Debbie Collins is a 24-year-old lady, who is growing and experiencing life. She is a writer and a poet. She hopes to launch a couple of books she has written. I have a strong passion for children. I grew up in South Africa. My family moved there when I was 11. I was there for about 13 years before I decided to move back to Nigeria. I studied Business Information System and hold an honours degree. I worked for about five years before the beauty pageant came. After working in South Africa, I started working at a hospital as a volunteer attending to children suffering from cancer. That was when the passion for kids began. Hence, I thought of bringing the passion for kids home to Nigeria. You know in pageantry, there are pet projects. I started a company, Three Africa, with my brother. It’s a mentorship organisation where we want to get the mindset of young Africans together to be the leaders of tomorrow. We have been doing that in South Africa and slowly we are bringing it to Nigeria.

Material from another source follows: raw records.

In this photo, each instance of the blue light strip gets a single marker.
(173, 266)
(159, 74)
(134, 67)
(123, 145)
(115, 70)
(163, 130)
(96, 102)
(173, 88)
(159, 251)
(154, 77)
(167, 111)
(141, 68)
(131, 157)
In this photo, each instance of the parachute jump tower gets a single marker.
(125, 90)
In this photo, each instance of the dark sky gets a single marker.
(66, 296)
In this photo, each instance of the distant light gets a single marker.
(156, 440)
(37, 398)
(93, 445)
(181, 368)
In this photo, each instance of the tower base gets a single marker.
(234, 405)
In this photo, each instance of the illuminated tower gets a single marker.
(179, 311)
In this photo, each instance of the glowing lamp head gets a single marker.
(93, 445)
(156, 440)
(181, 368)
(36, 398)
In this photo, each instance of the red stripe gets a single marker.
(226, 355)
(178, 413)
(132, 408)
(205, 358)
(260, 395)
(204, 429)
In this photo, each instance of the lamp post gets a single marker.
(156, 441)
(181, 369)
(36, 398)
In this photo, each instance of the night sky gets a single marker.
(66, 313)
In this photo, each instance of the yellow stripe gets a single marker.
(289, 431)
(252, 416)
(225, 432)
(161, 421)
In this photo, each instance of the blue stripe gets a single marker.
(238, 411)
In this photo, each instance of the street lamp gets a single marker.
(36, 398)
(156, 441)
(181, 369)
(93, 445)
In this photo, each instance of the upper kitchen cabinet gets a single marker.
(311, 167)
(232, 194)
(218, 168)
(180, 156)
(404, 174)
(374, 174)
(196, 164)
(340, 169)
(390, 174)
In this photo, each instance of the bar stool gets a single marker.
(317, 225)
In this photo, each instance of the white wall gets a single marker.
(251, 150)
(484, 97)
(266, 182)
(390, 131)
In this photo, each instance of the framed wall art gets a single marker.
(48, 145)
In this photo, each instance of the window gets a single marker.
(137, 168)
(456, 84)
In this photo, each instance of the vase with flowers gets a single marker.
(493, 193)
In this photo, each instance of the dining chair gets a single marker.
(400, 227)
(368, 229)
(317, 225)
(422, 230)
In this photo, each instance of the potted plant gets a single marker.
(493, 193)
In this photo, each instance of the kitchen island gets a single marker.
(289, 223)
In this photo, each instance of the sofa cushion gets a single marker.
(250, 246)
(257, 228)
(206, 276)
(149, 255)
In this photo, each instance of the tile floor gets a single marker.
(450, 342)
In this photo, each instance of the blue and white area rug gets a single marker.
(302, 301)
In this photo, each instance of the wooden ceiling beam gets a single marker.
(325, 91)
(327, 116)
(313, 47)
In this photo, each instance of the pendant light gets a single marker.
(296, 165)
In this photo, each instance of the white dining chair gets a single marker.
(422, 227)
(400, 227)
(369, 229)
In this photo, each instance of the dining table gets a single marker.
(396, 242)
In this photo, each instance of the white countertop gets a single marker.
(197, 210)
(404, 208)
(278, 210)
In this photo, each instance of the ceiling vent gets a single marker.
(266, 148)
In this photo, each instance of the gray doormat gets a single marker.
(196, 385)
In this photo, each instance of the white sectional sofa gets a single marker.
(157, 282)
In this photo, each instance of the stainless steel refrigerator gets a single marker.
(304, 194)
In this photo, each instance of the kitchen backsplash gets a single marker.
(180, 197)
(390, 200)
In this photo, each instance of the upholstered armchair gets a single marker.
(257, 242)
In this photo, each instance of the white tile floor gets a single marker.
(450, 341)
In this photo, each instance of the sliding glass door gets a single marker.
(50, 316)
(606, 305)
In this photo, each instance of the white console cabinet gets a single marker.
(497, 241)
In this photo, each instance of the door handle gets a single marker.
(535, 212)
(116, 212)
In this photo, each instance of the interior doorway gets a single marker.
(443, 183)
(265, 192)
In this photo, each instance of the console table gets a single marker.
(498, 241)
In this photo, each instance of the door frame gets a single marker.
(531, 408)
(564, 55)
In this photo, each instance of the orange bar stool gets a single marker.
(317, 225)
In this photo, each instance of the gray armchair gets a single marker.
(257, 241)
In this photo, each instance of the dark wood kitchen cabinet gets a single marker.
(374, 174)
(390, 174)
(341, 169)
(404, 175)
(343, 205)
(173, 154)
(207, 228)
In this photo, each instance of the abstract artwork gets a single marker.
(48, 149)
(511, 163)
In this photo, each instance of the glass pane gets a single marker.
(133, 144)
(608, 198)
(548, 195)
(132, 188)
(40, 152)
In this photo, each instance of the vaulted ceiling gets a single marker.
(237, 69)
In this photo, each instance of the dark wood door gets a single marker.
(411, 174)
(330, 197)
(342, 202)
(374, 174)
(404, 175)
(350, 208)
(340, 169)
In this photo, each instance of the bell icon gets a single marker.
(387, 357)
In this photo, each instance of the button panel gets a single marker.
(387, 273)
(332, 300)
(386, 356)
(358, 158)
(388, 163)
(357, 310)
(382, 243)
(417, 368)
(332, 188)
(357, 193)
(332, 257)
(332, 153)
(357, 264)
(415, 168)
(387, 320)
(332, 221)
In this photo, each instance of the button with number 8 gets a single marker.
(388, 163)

When Smile Train came and I thought of how to bring Three Africa to Nigeria and make use of my crown, I was appointed to be an ambassador to spread awareness for children that suffer from cleft lip and palate. I’ve visited a few of them. In the coming months I’ll be going around Nigeria to visit some of them that suffer from this deformity; just to witness it myself. A lot of these children suffer from speech impediments; they cannot eat properly and some are shunned by the society. Some parents kill them and others are thrown away. But I’m so glad I can come here to help and make people know that cleft lip and palate is not a curse but a deformity, which can be treated, especially with Smile Train that treats kids for free. They are not charged for the surgery, it’s free. All they need is to meet with the doctor that works with SmileTrain. He will do everything for free.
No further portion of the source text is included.